10. Kaleidoscope

Big data: an opportunity for biomedical research

Ferran Sanz

Ferran Sanz, director of the Research Programme on Biomedical Informatics (GRIB, UPF-IMIM)

The field of health has great potential for the beneficial application of the concept of big data. In biomedicine, big data come from a wide range of sources, such as the clinical data currently recorded in all healthcare processes; the data generated by biomedical research and, especially, omic technologies and the scientific publications reporting the findings of that research; and a significant share of the posts to social media and other related information, such as environmental and social data. 

“The reuse of clinical data is particulary complicated because they are subject to strict regulations regarding personal data protection"

Although it is possible to perform an integrated analysis of these data to generate new understandings and knowledge about diseases, their causes and treatments, such analyses are not easy for several reasons. First, there is still the problem of the compatibility of heterogeneous data sources. Second, the reuse of certain types of data is particularly complicated. This is the case with clinical data, which are subject to strict regulations regarding personal data protection, or data resulting from pharmaceutical research, the use of which is hindered by the intellectual property protection policies followed by the pharmaceutical industry. An additional challenge is the fact that most of the useful information is recorded as free text, including scientific publications, many electronic medical records and social media posts, amongst other sources. Using information in free-text format requires the development and application of effective text-mining techniques. 

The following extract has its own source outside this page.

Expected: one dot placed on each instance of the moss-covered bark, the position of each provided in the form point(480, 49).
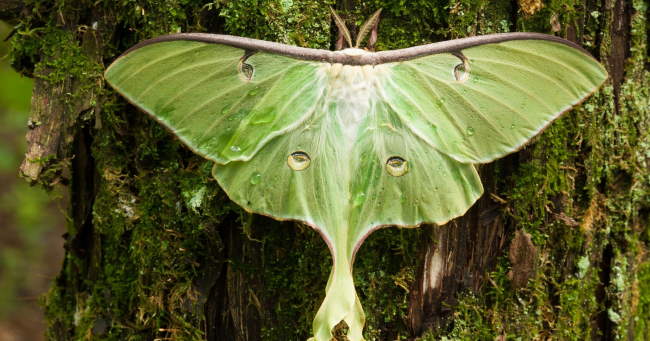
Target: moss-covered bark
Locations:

Examples of European projects incorporating major data strategies include Open PHACTS, which developed an integrated information infrastructure, or infostructure, to facilitate R&D on medicines; EMIF, which is developing a European platform for the reuse of clinical data for biomedical research; and eTOX, a project aimed at improving preclinical drug safety evaluation by means of the integrated use of the pharmaceutical industry’s toxicology reports. The eTOX project’s goals will soon be expanded through a new project, eTRANSAFE, which will study drug safety evaluation from a translational point of view. 

“We will soon be able to harness the full potential of big data phenomenon in the field of health" 

Another key international initiative that will certainly facilitate the use of biomedical big data is the FAIR Guiding Principles for scientific data management and stewardship. These principles, which propose a series of measures to make scientific data findable, accessible, interoperable and reusable, are being promoted and adopted by important bodies and organizations. 

The effective use of big data in biomedicine is still in the early stages. Nevertheless, the large number of projects being carried out and the emergence of increasingly powerful analytical techniques suggest that we will soon be able to harness the full potential of the big data phenomenon in the field of health and provide very notable benefits to society.